In Francia, pochi giorni fa, c’è stato l’annuncio della realizzazione delle prime piantagioni per la coltivazione del tartufo bianco pregiato, utilizzando piantine prevalentemente micorrizate con T.magnatum.
Secondo l’ingegnere la ricerca francese, iniziata nel 2008, non ha al momento altre prove sul campo al di fuori del territorio transalpino:
“Nel Regno Unito sicuramente fanno piantagioni di tartufo nero, in Gallese, e hanno lo Scorzone Uncinato”.
In Italia, la piantagione di tartufo nero è iniziata negli anni ’70.
Tartufo francese: i pro e i contro per i raccoglitori
L’annuncio della sperimentazione francese è apparsa lo scorso 16 febbraio sulla rivista Mycorrhiza: nel 2019, infatti, sono stati trovati tre tartufi bianchi pregiati nella piantagione della Nouvelole-Aquitaine, nel 2020 addirittura quattro. Questo risultato apre nuove prospettive per un prodotto che finora veniva raccolto esclusivamente nei boschi, in Italia e in altri Paesi europei. Il tartufo bianco pregiato è il grande richiesto dai migliori ristoranti di tutto il mondo.

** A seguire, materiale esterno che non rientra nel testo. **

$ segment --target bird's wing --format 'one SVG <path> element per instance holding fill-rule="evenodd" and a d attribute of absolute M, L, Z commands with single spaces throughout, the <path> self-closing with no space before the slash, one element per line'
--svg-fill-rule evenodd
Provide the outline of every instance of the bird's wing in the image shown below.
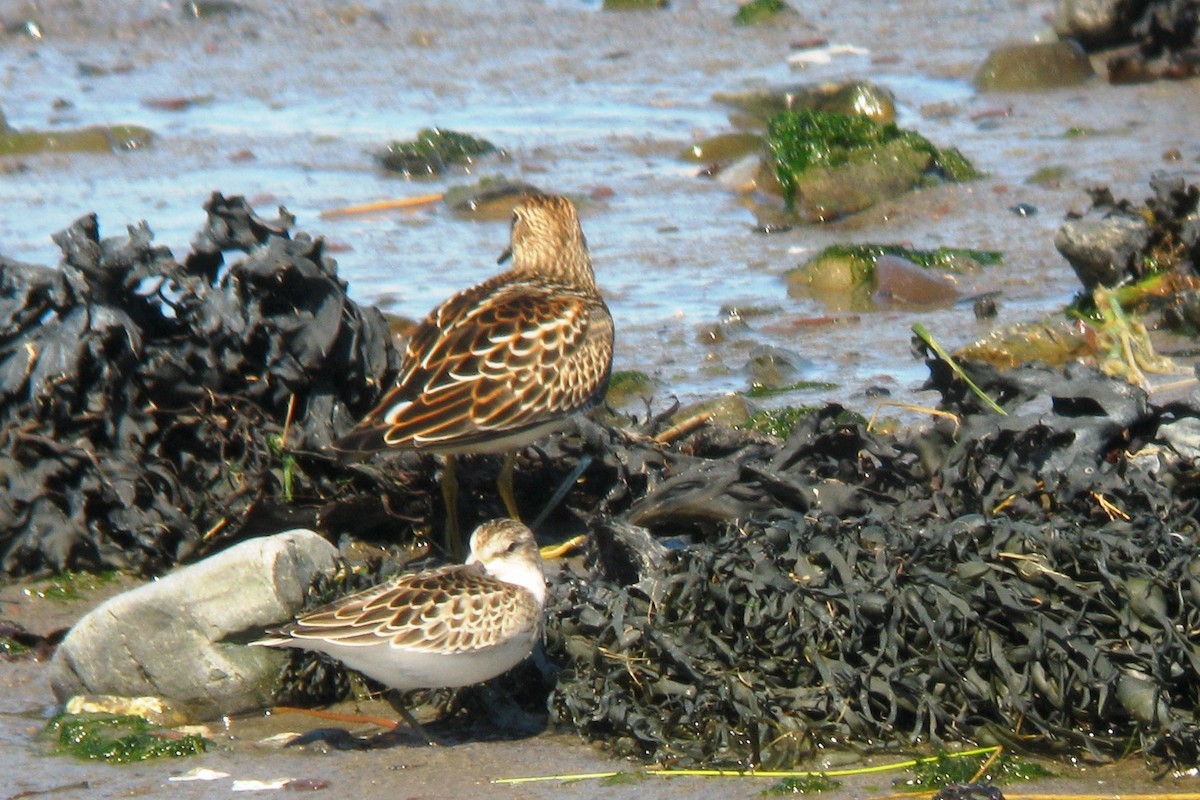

La soluzione francese potrebbe risolvere l’annoso problema dell’offerta, che spesso non riesce a soddisfare la grande domanda che c’è del tubero. L’altra faccia della medaglia è che se si cominciasse a ‘coltivare’ tartufo, probabilmente ci sarebbero conseguenze negative sui raccoglitori. Secondo Coldiretti, a essere colpiti sarebbero 100 mila raccoglitori ufficiali che ci sono nel nostro Paese.